First: the point of rules goes beyond just their punitive enforcement; I think there’s value in explicitly communicating what the comp is for and what it’s not even if it is relatively easy for someone to smuggle in LLM text.

I think it’s fair to not want to create some auto-da-fé-like enforcement mechanism, but I don’t think anyone is proposing this, and it’s reasonable to say “we’re going to take action if we see compelling evidence only” with the caveat that most tools to detect LLM text have a low reliability.

What constitutes compelling evidence:

  • Author admits to using an LLM, whether directly to comp organizers or elsewhere
  • Obvious indications of LLM use left in game text (eg, text that is clearly part of a chatbot response left copy-pasted in)

(Certainly a rule against games that make use of a live LLM, whether it runs on-device or over the web, is very easily enforceable)

I think part of the point here is not to say “no one will ever submit llm-generated text and we can guarantee it” but to basically drive off, yeah, as @EJoyce says, people who think this stuff is cool and awesome and want everyone else to agree with them.

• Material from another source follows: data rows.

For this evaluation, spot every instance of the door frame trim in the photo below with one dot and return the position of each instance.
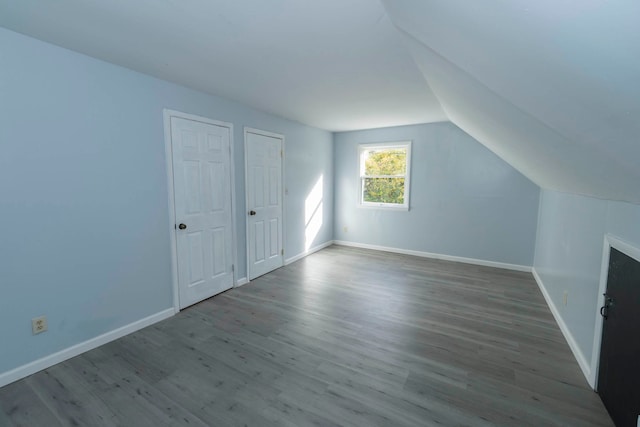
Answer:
(281, 137)
(610, 241)
(167, 114)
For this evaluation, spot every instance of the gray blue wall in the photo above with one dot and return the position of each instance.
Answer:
(568, 256)
(84, 199)
(465, 201)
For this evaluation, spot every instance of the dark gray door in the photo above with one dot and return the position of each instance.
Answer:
(619, 374)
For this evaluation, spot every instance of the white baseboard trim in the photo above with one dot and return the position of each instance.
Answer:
(308, 252)
(573, 345)
(443, 257)
(62, 355)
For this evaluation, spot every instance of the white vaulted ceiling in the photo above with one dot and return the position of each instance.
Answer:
(333, 64)
(552, 87)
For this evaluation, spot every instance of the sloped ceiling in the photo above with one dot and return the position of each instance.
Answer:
(553, 87)
(333, 64)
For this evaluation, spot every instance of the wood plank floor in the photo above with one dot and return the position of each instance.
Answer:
(344, 337)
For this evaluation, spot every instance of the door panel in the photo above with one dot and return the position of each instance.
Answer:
(202, 196)
(264, 202)
(619, 372)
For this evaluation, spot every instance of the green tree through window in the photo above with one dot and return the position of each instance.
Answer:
(384, 174)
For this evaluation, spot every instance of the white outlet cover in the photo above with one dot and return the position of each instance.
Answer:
(39, 325)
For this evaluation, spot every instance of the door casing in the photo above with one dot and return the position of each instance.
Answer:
(610, 241)
(167, 114)
(282, 188)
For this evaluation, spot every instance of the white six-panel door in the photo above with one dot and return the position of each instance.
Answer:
(263, 154)
(203, 214)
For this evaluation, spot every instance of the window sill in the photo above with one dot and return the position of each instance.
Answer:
(383, 207)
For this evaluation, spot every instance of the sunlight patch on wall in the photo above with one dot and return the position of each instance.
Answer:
(313, 214)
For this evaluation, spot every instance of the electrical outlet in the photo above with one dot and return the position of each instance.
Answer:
(39, 324)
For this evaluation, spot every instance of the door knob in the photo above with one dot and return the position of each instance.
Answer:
(608, 303)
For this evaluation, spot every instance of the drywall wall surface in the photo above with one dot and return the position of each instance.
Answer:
(84, 194)
(571, 232)
(464, 201)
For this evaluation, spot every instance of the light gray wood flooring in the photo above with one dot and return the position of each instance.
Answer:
(345, 337)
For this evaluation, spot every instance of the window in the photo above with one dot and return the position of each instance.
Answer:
(384, 175)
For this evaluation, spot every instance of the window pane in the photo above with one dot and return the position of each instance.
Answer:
(391, 161)
(383, 190)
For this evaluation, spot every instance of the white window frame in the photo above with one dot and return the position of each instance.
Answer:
(362, 148)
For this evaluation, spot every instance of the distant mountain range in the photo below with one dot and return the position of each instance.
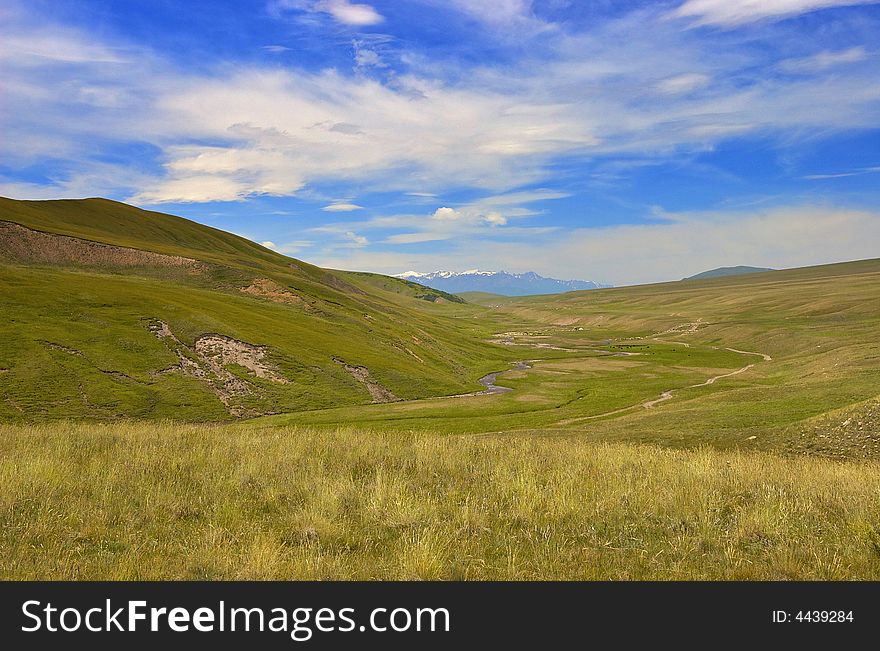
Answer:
(727, 271)
(497, 282)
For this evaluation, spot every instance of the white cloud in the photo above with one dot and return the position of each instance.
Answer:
(496, 219)
(446, 214)
(824, 60)
(342, 11)
(276, 131)
(731, 13)
(342, 207)
(356, 240)
(682, 83)
(352, 14)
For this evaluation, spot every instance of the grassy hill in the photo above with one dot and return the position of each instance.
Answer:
(727, 271)
(84, 335)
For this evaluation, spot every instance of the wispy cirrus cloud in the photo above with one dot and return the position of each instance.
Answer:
(731, 13)
(342, 11)
(232, 132)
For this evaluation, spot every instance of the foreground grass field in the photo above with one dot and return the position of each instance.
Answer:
(151, 501)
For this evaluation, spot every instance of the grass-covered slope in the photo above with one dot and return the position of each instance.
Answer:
(154, 501)
(206, 326)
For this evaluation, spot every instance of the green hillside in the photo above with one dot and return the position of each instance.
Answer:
(727, 271)
(83, 335)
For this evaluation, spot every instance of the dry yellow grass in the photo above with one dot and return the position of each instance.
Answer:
(151, 501)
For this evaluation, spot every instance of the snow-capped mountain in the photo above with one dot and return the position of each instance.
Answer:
(496, 282)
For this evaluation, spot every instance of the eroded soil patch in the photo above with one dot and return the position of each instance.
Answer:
(207, 360)
(362, 374)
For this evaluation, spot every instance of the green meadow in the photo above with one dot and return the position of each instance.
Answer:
(178, 402)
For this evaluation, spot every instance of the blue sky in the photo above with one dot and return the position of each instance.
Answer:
(616, 141)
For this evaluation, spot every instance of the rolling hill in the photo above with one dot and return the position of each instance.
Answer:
(496, 282)
(720, 272)
(119, 312)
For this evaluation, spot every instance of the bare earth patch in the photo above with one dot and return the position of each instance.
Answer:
(362, 374)
(207, 359)
(270, 290)
(21, 244)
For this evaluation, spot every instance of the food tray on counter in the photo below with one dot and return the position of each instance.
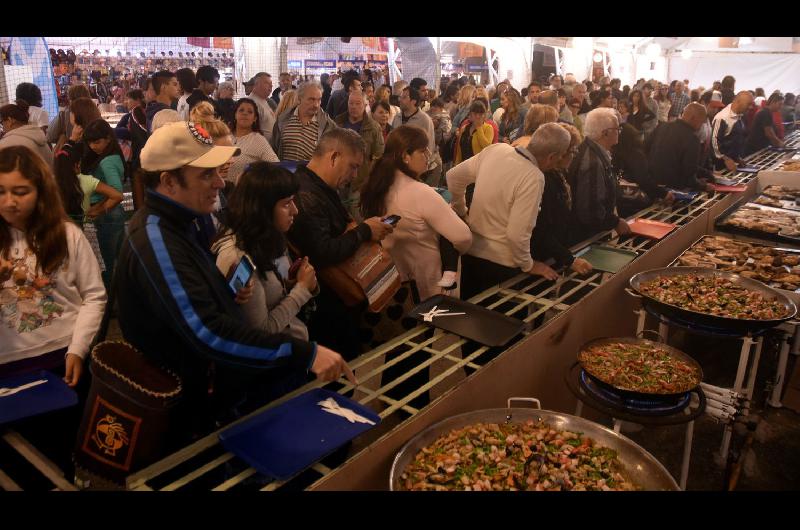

The boosterism is itself part of the noxious effect, so I think it’s worth addressing even just on that level, honestly.

Yes, I think that there would be some amount of frustration and discourse around such a rule and the enforcement thereof, but there’s also evidently frustration and discourse around the nonexistence of such a rule anyway. I also realize that it represents more work and frustration for organizers. AI is taxing and (metaphorically) DDoSing all kinds of community efforts and artistic projects throughout the whole internet.

It’s unfortunate that this is an issue that needs to be addressed at all, but everyone kind of has to address things that are objectively happening out in the world, one way or another. Doing nothing is still a choice, and I think it’s a choice that leads to worse outcomes.

Ultimately this stuff is going to have the long term effect of degrading and devaluing a community space for IF.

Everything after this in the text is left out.